Kansas City businesses dream big with Google Fiber, despite uncertain availability

Businesses in Kansas City have some big ideas for Google's new fiber network, although they still don't know if they'll be able to use it once it goes online.

That's because Google originally conceived its experimental fiber network as a fiber-to-the-home network for residential users. But given the enthusiasm that Google has seen from the community as a whole, the company is now thinking about extending its fiber network's capabilities to enterprise customers if its residential rollout is successful.

IT BEGINS: Google 'ready to lay fiber' in Kansas City

BACKGROUND: Google building fiber network in Sprint's backyard

But as Google spokeswoman Jenna Wandres says, this will require rethinking the company's infrastructure plans since business-class services require more than just the single fiber cable that residential homes will get for their Web connections. So any fiber rollout to businesses won't happen at least until Google finishes building out its FTTH network for consumers. And since official construction of the experimental fiber network only started earlier this month, there is no estimated timetable for when the network could become available for the enterprise.

"We're focused right now on fiber-to-the-home first," says Wandres.

Even so, the mere presence of Google's fiber network in their neighborhood has inspired Kansas City businesses to dream of what a 1Gbps fiber connection could mean for them. Think Big Partners, a Kansas City-based firm that describes itself as "an early-stage business incubator, startup accelerator and mentorship-based collaborative network," recently concluded its Gigabit Challenge contest that encouraged Kansas City businesses to come up with innovative ways to use the Google Fiber network to "help establish an ecosystem that will cause innovation and disruptive technologies to surge."

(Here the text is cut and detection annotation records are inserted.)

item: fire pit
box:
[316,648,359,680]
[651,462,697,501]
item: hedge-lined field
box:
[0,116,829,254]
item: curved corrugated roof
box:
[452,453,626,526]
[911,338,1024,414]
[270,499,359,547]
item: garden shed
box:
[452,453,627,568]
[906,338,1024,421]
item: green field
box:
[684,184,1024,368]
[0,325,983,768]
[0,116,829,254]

SEIN Analytics and Asset Management, which won the grand prize at the Gigabit Challenge, is a financial technology startup that is in the process of building a large database that tracks the performance of structured financial securities. Samuel Belu-John, the founder and developer of SEIN, says that the broadband technologies available right now allow the company to monitor 350 different kinds of public financial transactions. But since there are roughly 14,000 types of public financial transactions overall, SEIN will obviously need a much faster connection if it wants to significantly expand its overall database.

"As we expand you can see our database expanding very rapidly," he says. "You can imagine that the amount of data we are drawing down is quite large. ... What this high-speed network allows is for an entrepreneur to build something with a large amount of cloud data without putting up $1 million to $2 million to build out their own infrastructure."

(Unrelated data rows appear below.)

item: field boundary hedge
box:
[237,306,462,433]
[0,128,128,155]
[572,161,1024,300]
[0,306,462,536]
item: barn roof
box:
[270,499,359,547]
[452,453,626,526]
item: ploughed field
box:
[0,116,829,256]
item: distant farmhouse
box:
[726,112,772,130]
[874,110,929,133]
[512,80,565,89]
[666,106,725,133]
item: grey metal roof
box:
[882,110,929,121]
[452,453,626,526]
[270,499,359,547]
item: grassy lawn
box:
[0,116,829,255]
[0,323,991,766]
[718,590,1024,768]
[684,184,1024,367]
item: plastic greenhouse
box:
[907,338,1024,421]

Paruzia Technologies, another Kansas City-based startup that won the People's Choice award at the Gigabit Challenge, is also eyeing the Google Fiber network as a way to expand its operations. David Eck, the co-founder of Paruzia, says that his company is focused on helping small and medium businesses move as much of their technology and data over to the cloud as possible. And Paruzia isn't just planning any old cloud migration strategy for businesses either: It wants to help small and medium businesses give their remote workers better service at home than what they'd currently get at their offices. Eck says that if the Google Fiber network were to become available for Kansas City businesses, it would work wonders for reducing Paruzia's capital expenses that come with setting up its cloud infrastructure.

"We can still do it without Google Fiber, it just won't be as easy," he says. "It will cost more to get that kind of bandwidth if we don't have access to fiber. We're talking fully hosted services, desktops and phones, with zero congestion and zero slowness."

So for now, Kansas City businesses are moving forward with their development plans on the assumption that they won't have access to Google Fiber, even though Google has hinted that it would love to expand the network out to the business community if feasible. In the meantime, though, you can't blame young startups from dreaming.

"This is an opportunity for businesses to reduce their capital expenditures, to reduce the pain of startup costs and to enable growth in their companies," says Eck.

Belu-John, meanwhile, thinks that Google will see the enthusiasm for the network in the Kansas City business community and will have no choice but to expand the network.

"When Google is sending representatives to the Gigabit Challenge and they look at the business ideas being generated and how much they'll depend on a reliable network, I think they'll move to the business side very quickly," he says.